Under any conventional reading of a legal document, the United States most certainly remains a party eligible to trigger the snapback, because it is written into the Security Council Resolution as such. Contrary arguments seek to substitute political views for legal certitude.

The JCPOA was never redrafted to reflect the U.S.’s withdrawal from the agreement. Could that legally mean that the U.S. technically remains a party to the deal, giving Washington grounds to enact the snapback provision?

At issue is the Security Council resolution, not the text of the JCPOA. They are two separate legal documents: the former binds all UN member states while the latter only binds those few who participate. Changing a Security Council resolution requires passage of a new resolution, which would be subject to a U.S. veto. That is why no one has ever attempted to change the resolution to remove the United States’ right to a snapback — because the U.S. would never have allowed that to happen.

Do you think the sanctions should be reimposed and if so, why? 

Without question. It’s critical to hold the Islamic Republic of Iran accountable for its nuclear deceit and violent behavior. We now understand from the International Atomic Energy Agency (IAEA) that the regime has been concealing undeclared nuclear material, activities and sites throughout the JCPOA. The regime cannot be allowed to deceive the international community and still reap strategic benefits like the expiration of the arms embargo or legitimacy for uranium enrichment. U.S. economic sanctions play an important role in squeezing the regime’s resources, but the snapback of UN sanctions is equally important to strip the regime of its political legitimacy.

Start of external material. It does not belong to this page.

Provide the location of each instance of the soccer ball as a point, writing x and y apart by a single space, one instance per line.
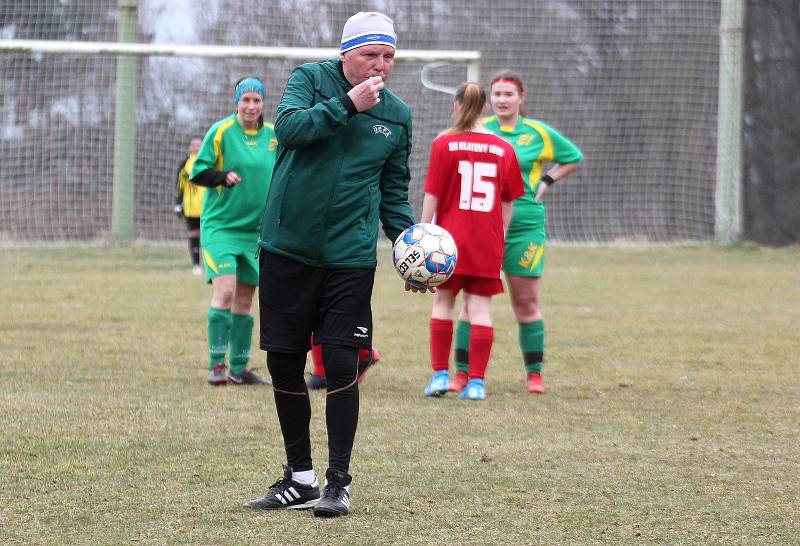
425 255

Richard Goldberg. SOURCE: The Foundation for Defense of Democracies (FDD)

If the U.S. reimposes the snapback sanctions unilaterally on September 20, how would that affect the U.S. and its relationship with other states? 

Let’s remember that supporters of the JCPOA were convinced that U.S. sanctions alone could never work — that without Europe, Russia and China, our sanctions would be violated. That has proven false. If the U.S. now enforces the snapback by leveraging the deterrent power of U.S. sanctions, it will be successful no matter how they feel about it in Beijing, Moscow and Paris. Let’s also remember that the U.S. snapback will be supported by other UN member states like the [Persian] Gulf nations and Israel. So it will not be the U.S. going it alone.

How is Iran likely to respond if UN sanctions are reimposed? 

I am doubtful that the regime will respond until the November election is over. If Joe Biden wins, the regime has a path to sanctions relief. If Trump wins, however, they must face the reality that the regime cannot withstand four more years of maximum pressure. The fact that the regime caved to the IAEA last week and allowed inspectors into two previously undeclared nuclear sites shows they are afraid of triggering a crisis before the presidential election in America.

Can the sanctions be reimposed without causing ordinary Iranian citizens undue hardship? 

Frankly, the Iranian people will do much better if these UN sanctions come back. The regime wants to spend money on uranium enrichment and weapons from Russia and China rather than spending money on the Iranian people. What are they going to do with these weapons? Send them to foreign conflicts in Syria and Yemen? The snapback forces the regime to spend money on the people, not on foreign conflicts.